With about two minutes left on the countdown clock, the launch was called off because of a problem related to the TEA-TEB ignition fluid, which is used to ignite the SpaceX Falcon 9’s rocket engines at liftoff.
The decision to wave off the launch was made “out of an abundance of caution,” said Kate Tice, a SpaceX systems engineer, in commentary on Monday’s webcast.
The four astronauts, who were strapped into their Crew Dragon capsule atop the rocket in the hours leading up to launch, waited for the rocket to be drained of its fuel before beginning the process of disembarking from the spacecraft and 230-foot-tall (70-meter) rocket. They’ll stay on site at Kennedy Space Center until the next launch attempt.
The next opportunity for liftoff is Tuesday, February 28 at 1:22 a.m. ET, though it’s not yet clear if the TEA-TEB issue will be resolved in time.

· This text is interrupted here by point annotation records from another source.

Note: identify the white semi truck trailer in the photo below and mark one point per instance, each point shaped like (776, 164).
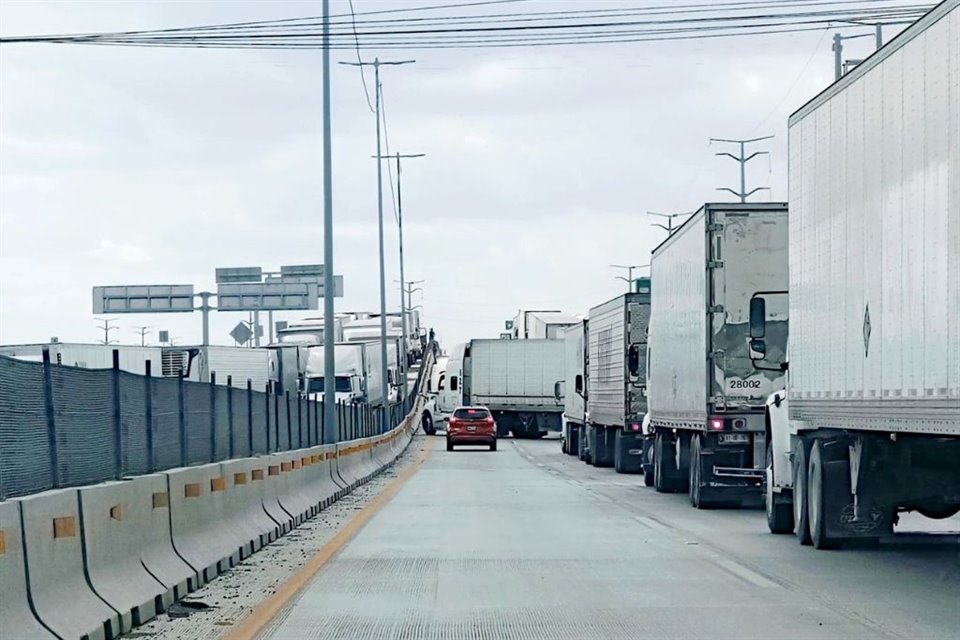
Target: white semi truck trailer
(869, 425)
(706, 396)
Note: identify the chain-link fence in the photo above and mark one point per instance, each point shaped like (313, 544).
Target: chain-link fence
(65, 426)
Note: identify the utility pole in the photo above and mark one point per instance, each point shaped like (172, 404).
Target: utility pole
(329, 370)
(403, 306)
(629, 267)
(743, 159)
(107, 328)
(407, 287)
(376, 64)
(669, 216)
(143, 334)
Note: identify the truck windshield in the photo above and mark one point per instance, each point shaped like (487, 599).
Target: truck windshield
(342, 386)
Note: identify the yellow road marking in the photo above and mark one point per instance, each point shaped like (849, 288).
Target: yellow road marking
(253, 625)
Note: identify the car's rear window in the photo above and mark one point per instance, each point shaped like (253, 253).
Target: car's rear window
(471, 414)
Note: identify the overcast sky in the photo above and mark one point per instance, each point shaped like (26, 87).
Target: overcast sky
(142, 166)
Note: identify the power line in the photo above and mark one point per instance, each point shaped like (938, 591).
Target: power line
(363, 77)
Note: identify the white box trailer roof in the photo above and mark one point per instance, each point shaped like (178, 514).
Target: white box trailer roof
(874, 169)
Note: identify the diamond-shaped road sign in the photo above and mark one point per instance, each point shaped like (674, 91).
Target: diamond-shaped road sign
(241, 333)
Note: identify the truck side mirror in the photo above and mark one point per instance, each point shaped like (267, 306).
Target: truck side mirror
(633, 361)
(758, 317)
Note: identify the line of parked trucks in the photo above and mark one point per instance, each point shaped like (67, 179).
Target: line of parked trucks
(294, 364)
(810, 358)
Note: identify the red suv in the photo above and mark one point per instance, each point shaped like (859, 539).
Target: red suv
(471, 425)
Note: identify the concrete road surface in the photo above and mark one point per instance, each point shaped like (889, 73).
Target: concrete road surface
(529, 543)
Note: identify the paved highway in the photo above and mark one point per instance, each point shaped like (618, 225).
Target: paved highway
(530, 543)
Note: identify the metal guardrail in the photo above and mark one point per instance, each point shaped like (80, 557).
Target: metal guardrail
(63, 426)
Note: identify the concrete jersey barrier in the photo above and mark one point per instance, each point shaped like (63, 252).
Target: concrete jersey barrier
(16, 614)
(115, 517)
(62, 599)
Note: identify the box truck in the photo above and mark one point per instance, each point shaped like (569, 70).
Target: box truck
(515, 380)
(238, 364)
(616, 382)
(541, 325)
(572, 390)
(869, 424)
(89, 356)
(707, 395)
(357, 371)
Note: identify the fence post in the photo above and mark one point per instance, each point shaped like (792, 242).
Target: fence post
(51, 418)
(183, 420)
(249, 416)
(213, 416)
(300, 423)
(148, 413)
(286, 399)
(230, 447)
(266, 401)
(117, 427)
(276, 422)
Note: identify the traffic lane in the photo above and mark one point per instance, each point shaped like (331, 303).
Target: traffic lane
(909, 585)
(482, 544)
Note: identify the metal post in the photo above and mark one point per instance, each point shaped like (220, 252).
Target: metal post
(329, 370)
(213, 416)
(117, 423)
(250, 416)
(383, 285)
(837, 56)
(205, 310)
(403, 306)
(231, 452)
(148, 414)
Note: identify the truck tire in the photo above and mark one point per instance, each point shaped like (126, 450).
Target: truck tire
(573, 447)
(664, 468)
(779, 510)
(623, 462)
(817, 506)
(427, 423)
(800, 520)
(696, 473)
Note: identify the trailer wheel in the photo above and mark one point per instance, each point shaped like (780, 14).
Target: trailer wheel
(696, 473)
(427, 423)
(817, 507)
(663, 467)
(779, 511)
(801, 525)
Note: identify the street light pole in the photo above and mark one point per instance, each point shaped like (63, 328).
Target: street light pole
(403, 306)
(743, 159)
(385, 384)
(669, 216)
(629, 267)
(329, 370)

Officials are tracking some unfavorable weather conditions that could affect that launch target, said Steve Stich, the program manager for NASA’s Commercial Crew Program, at a Saturday news conference.
Additional back-up launch opportunities are available beginning on March 2, Stich said.
The SpaceX Falcon 9 rocket and Crew Dragon capsule were slated to lift off from NASA’s Kennedy Space Center in Cape Canaveral, Florida, at 1:45 a.m. ET Monday. But the clock was stopped by engineers that oversee the ground systems with less than three minutes left.
This mission is expected to mark the seventh astronaut flight SpaceX has carried out on NASA’s behalf since 2020.
The Crew-6 team that will launch on the SpaceX capsule include NASA astronauts Stephen Bowen, a veteran of three space shuttle missions, and first-time flier Warren Hoburg, as well as Sultan Alneyadi, who will be the second astronaut from the UAE ever to travel to space, and Russian cosmonaut Andrey Fedyaev.
Once Bowen, Hoburg, Fedyaev and Alneyadi are on board the ISS, they’ll work to take over operations from the SpaceX Crew-5 astronauts who arrived at the space station in October 2022.
They’re expected to spend up to six months on board the orbiting laboratory, carrying out science experiments and maintaining the two-decade-old station.
The mission comes as the astronauts currently on the ISS have been grappling with a separate transportation issue.
In December, a Russian Soyuz spacecraft that had been used to transport two cosmonauts and one NASA astronaut to the space station sprang a coolant leak. After the capsule was deemed unsafe to return the astronauts, Russia’s space agency, Roscosmos, launched a replacement vehicle on February 23. It arrived at the ISS on Saturday.